Dla Ridge Racer Unbounded to czas idealny by zaistnieć w cyklu "Gra tygodnia" choćby z uwagi na nadjeżdżającą w najbliższy piątek premierę. Produkcja Bugbera nie ląduje tu jednak bez powodu.
Dla Ridge Racer Unbounded to czas idealny by zaistnieć w cyklu "Gra tygodnia" choćby z uwagi na nadjeżdżającą w najbliższy piątek premierę. Produkcja Bugbera nie ląduje tu jednak bez powodu.
Głównym powodem, dla którego właśnie ten tytuł zostaje grą tygodnia jest jednak drugi z wymienionych trailerów, a konkretniej rzecz ujmując aspekt, na którym się skupia - edytor tras. Przed dwoma tygodniami pochylaliśmy się nad coraz bardziej doskwierającą i bezczelnie narzucaną nam przez twórców gier kwestią DLC. Ridge Racer Unbounded już z samego faktu dodania edytora jest totalnym zaprzeczeniem tego wszystkiego i pokazuje, że jednak można nie ulegać pokusie łatwego skoku na kasę. Jeszcze kilka lat temu edytor był rzeczą na porządku dziennym, a gracze mogli się rozwodzić nad prostotą bądź skomplikowaniem używania tego narzędzia, a nie nad jego brakiem lub dołączeniem do wydania sklepowego.
Edytor to rzecz bardzo przydatna, choćby z tak prozaicznego powodu, że wydłuża rozgrywkę niemal w nieskończoność - tego nie trzeba chyba tłumaczyć. Twórcy gier jeszcze do niedawna też widzieli w nim głównie jasną stronę, bo przecież wydłużanie żywotności ich dzieła zawsze było dodatkowym docenieniem pracy włożonej w skonstruowanie gry i dowodem na to, że fanom po prostu podoba się to, co otrzymali. Dziś te wartości przysłoniła chęć zdobycia dodatkowych pieniędzy niewielkim nakładem pracy. Dlatego w najgłośniejszych tytułach, ukazujących się pod szyldami najbardziej rozpoznawalnych marek, edytora nie znajdziemy, a i tras jest trochę mało, tak by powstały w wyniku tego faktu niedosyt konsumenci mogli powetować sobie poprzez ściągnięcie nowych torów - oczywiście za "drobną opłatą". Twórcy Ridge Racer Unbounded wykazują się zatem niemałą odwagą, bo choć ich dzieło nie należy do ścisłego topu gier wyścigowych, to - patrząc przynajmniej na dotychczasowy przebieg kariery ludzi z Bugbear Entertainment - nie jest byle płotką. A mimo to producent i wydawca pokazują nam, że jeszcze może być normalnie.

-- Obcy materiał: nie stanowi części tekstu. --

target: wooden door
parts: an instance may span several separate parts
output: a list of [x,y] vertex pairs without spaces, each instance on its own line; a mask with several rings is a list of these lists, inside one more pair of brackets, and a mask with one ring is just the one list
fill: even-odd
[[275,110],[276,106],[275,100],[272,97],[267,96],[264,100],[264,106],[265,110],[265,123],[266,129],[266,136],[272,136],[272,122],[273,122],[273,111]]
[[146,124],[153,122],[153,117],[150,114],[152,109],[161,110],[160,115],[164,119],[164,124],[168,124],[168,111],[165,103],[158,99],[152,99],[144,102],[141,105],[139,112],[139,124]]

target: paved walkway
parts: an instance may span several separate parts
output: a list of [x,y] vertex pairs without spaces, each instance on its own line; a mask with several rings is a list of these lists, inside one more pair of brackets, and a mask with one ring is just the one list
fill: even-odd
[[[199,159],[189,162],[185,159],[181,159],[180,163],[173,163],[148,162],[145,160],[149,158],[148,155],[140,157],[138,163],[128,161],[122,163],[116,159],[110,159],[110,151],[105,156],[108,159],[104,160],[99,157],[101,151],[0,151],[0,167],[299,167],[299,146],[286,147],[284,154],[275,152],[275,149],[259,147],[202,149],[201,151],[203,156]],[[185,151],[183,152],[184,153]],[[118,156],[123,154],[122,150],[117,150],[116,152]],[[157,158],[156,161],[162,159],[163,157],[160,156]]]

O Ridge Racer Unbounded piszę z jeszcze jednego powodu: ostatnio trochę grzebałem się w arcade'owych wyścigach i po obrazie nędzy i rozpaczy, jaki zastałem w trzeciej części FlatOuta, czyli serii tworzonej za czasów swojej świetności właśnie przez Bugbear, a także nie do końca spełniającego oczekiwania Insane 2 liczę, że wreszcie fani gatunku otrzymają produkt, który da ostro po garach, wgniecie w fotel i nie będzie tolerował asekuranctwa. Oczekiwania są zatem spore, nawet pomimo pewnych niedostatków obnażanych już przez wspominane trailery. Jeden znaczący plus Ridge Racer Unbounded już ma. Pora na następne. Na razie apeluję: nie przechodźcie obok tego tytułu obojętnie, bo może się okazać, że przegapiliście jedną z bardziej interesujących premier pierwszego kwartału. Czy wyścigi twórców FlatOuta zapracują sobie na to miano? Przekonamy się już niebawem.